The first point I wanted to address was the apparent discomfort the author felt at the changing of the town’s former Board of Selectmen to the Select Board. While I, and I’m sure most other local trans people, do not particularly care about this change one way or another, it is an entirely cisgender Select Board making this decision, and as such, I feel that it is unfair to blame an extremely small minority for the actions of our town’s governing body. In addition, I take issue with the author’s presumption that this, and the existence of those who identify as neither man nor woman, are somehow equivalent to “white male bashing.” While I can understand white men feeling alienated by a diversifying society, it is completely unreasonable to assume that there is any organized attempt to “bash” white men, or discriminate against them in any large way within the United States, and even if there were such an effort to discriminate against men, its effect would not be the removal of ‘men,’ which is often used to describe humanity as a whole in English, from the name of a local board of governance.
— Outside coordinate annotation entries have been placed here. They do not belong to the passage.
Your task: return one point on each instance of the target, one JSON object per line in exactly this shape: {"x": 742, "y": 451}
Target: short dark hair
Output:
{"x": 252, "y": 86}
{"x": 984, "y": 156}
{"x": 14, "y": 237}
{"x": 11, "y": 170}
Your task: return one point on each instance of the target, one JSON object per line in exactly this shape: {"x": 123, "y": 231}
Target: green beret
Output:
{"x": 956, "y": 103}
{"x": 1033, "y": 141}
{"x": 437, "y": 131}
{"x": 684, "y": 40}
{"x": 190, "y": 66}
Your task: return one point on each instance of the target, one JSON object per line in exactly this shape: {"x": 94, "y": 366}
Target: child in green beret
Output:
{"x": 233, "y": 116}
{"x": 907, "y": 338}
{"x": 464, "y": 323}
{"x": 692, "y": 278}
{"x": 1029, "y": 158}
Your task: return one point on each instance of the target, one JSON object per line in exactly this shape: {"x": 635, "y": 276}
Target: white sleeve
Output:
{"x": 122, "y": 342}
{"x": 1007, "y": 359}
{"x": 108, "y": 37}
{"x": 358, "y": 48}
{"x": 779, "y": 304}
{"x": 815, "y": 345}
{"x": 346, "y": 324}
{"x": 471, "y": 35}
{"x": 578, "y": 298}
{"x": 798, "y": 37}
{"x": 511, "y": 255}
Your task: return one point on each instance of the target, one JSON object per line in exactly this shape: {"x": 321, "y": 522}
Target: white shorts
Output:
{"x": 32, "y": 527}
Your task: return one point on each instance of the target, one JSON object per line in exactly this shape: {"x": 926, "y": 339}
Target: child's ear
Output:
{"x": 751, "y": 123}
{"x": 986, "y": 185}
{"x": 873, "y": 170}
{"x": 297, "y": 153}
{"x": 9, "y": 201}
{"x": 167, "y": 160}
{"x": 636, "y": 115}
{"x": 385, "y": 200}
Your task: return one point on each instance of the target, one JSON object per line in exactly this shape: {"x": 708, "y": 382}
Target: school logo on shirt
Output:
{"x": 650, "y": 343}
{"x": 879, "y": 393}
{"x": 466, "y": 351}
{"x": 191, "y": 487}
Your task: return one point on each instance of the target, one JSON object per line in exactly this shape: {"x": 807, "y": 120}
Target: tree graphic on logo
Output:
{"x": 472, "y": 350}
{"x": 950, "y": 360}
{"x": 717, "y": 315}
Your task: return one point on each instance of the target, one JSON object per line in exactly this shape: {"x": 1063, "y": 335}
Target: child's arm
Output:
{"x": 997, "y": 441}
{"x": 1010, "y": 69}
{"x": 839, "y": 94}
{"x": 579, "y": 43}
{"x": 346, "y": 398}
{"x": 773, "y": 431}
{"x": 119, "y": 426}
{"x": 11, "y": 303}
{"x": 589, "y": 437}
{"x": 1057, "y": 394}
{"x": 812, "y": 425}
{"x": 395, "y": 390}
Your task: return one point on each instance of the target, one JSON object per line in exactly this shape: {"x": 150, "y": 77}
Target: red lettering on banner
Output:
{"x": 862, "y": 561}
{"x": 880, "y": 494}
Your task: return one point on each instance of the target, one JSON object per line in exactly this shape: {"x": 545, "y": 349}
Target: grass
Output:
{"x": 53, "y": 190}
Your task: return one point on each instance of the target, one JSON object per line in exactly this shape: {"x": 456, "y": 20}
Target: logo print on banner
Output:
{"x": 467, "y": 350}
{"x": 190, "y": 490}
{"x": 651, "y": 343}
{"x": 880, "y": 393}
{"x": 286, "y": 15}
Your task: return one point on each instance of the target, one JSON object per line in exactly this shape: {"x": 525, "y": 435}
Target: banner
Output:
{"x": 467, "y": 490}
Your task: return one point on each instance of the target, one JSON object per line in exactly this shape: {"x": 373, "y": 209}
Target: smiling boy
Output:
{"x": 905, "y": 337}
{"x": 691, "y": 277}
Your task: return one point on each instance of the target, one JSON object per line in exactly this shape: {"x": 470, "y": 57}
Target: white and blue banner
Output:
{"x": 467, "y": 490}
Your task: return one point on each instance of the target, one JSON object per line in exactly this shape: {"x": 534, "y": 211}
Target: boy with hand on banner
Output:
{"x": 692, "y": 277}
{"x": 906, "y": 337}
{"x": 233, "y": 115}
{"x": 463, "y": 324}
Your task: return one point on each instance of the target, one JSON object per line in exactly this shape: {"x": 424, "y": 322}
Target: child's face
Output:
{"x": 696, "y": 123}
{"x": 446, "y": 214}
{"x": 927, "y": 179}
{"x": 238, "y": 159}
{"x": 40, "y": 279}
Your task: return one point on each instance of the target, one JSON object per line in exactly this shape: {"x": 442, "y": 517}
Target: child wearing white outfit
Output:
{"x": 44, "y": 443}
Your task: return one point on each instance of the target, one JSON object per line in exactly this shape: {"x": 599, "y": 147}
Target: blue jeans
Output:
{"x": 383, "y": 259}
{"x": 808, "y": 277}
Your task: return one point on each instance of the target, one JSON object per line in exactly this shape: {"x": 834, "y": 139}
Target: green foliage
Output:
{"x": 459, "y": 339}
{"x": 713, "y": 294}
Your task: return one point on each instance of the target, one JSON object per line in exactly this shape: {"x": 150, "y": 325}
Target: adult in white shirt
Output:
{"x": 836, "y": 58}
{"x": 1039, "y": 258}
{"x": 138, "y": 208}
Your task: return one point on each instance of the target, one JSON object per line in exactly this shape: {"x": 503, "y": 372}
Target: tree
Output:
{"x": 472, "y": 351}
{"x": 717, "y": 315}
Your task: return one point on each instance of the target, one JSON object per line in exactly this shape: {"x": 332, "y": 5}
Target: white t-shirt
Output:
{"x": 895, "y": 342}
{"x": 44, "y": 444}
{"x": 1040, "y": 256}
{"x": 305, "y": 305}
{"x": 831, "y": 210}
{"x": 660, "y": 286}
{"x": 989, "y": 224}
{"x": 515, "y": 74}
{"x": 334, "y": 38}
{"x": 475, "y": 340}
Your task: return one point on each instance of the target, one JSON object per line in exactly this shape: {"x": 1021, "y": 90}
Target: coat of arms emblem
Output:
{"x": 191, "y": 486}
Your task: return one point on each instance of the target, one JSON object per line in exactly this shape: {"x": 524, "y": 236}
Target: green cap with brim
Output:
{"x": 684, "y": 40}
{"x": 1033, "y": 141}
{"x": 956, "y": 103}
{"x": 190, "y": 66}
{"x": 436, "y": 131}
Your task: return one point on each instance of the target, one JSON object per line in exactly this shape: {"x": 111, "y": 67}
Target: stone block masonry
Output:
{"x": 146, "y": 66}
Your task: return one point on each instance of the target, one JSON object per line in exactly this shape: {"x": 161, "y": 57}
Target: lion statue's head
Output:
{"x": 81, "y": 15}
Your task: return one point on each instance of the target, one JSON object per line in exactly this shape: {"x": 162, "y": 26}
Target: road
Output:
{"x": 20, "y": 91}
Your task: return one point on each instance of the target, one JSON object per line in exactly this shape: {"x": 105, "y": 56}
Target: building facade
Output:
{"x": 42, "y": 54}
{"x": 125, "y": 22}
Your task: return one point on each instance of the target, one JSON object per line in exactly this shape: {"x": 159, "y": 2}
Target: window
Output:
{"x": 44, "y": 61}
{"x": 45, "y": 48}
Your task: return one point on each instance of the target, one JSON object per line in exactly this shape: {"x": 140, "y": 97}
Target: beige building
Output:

Thus, I find that no issue should be taken with the Select Board’s name change, as if they wish to change the name of their own elected committee, that is their prerogative.

Next, I wanted to dispel all belief that “boys cannot choose to be girls or girls to be boys,” or that non-binary people are “extremely misguided.” While I know that perhaps my words will not change the mind of the man who wrote this open letter, I do hope to at least attempt to inform him, and those with similar opinions, of my point of view, as I believe recourse and education are the way to progress. I became aware that I was transgender several years ago now, when I was still not an adult. I began a long process of beginning to present in a way that felt more comfortable to me. This process was not at the behest of parents or teachers attempting to “indoctrinate” me, it was my own idea. It was not teachers or the school board that pushed a new “name…puberty blockers and surgery,” it is in nearly every circumstance, the transgender individual’s decision to pursue a transition, and in most cases, societal pressures prevent, and do not facilitate, the transition of transgender people, as the author of the letter suggests. 

In any case, science in the fields of history, genetics, psychology and more all support the existence and validity of both being transgender, and non-binary gender(s). While I won’t go into the study of non-binary genders and transgender people through history and in different cultures, or studies on how sex varies more than male and female since all of this information is not difficult to access through various scholarly websites, if any readers are interested, I would particularly like to recommend looking into non-binary genders amongst the indigenous tribes of the Americas, as that topic is a personal favorite. I have tried to make do with the space available, but I hope I have addressed the topics at hand, and dispelled any notion that transgender people are not, in fact, real and natural.